Just William’s walks
HE IS THE rumbustious eleven-year-old who leads make-believe brigands up Ringers Hill. With his beloved mongrel Jumble in tow, he spends his summers trespassin’ in the woods around his home village.
And with his boon companions Ginger, Henry and Douglas – the ‘Outlaws’ – he clambers over stiles and swaggers across Farmer Jenks’ field to hatch plans in the Old Barn. William Brown is the creation of Richmal Crompton and it was 100 years ago this month that Just William, the first of 38 books collating his rollicking escapades, was published.
Crompton’s unruly anti-hero crashed into the world three years earlier in Home magazine, appearing in a short story entitled ‘RiceMould’. It spawned a further 359 stories, published between 1919 and 1970, and originally illustrated by Thomas Henry.

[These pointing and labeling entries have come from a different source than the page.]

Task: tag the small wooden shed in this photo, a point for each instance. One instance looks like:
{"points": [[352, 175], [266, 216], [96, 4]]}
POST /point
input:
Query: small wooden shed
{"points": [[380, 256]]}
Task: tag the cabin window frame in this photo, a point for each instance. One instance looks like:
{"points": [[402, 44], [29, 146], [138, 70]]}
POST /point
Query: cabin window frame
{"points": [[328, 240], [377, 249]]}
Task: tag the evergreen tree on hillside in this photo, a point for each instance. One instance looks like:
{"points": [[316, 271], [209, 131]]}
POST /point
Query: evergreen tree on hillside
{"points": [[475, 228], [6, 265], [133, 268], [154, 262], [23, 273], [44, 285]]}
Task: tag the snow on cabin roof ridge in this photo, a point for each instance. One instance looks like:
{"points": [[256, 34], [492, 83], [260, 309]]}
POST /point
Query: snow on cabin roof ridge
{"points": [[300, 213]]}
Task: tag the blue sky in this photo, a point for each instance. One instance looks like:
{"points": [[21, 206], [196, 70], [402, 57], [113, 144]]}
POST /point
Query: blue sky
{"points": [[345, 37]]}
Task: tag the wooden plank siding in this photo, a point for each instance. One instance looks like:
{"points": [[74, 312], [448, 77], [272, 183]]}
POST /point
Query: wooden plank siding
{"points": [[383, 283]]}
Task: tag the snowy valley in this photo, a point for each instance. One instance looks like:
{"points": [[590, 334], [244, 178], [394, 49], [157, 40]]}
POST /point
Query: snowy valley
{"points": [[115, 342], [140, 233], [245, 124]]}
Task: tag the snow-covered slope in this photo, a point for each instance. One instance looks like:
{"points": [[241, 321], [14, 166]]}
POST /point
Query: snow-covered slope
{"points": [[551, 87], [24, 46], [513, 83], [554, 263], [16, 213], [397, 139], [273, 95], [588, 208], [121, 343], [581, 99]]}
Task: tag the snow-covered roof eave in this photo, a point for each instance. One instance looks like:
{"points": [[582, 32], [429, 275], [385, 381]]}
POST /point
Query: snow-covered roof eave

Enjoyed by generations of children and grownups, most are set in an unnamed village between the fictional town of Hadley and neighbouring Marleigh.
Crompton herself insisted it was ‘entirely imaginary… a small country village in Kent – or perhaps Surrey or Sussex, within easy reach of London’.
But it’s likely she drew inspiration from Bromley Common, now in Greater London, having settled there in 1917 to teach Classics at a girls’ school before writing full-time. Just as William’s world moved with the times, its haphazard geography changed to fit the plot of each story.
All the ingredients for a Williamesque adventure – a wood, a stream, a hill, a country lane and an old barn – can probably be found on a walk near you.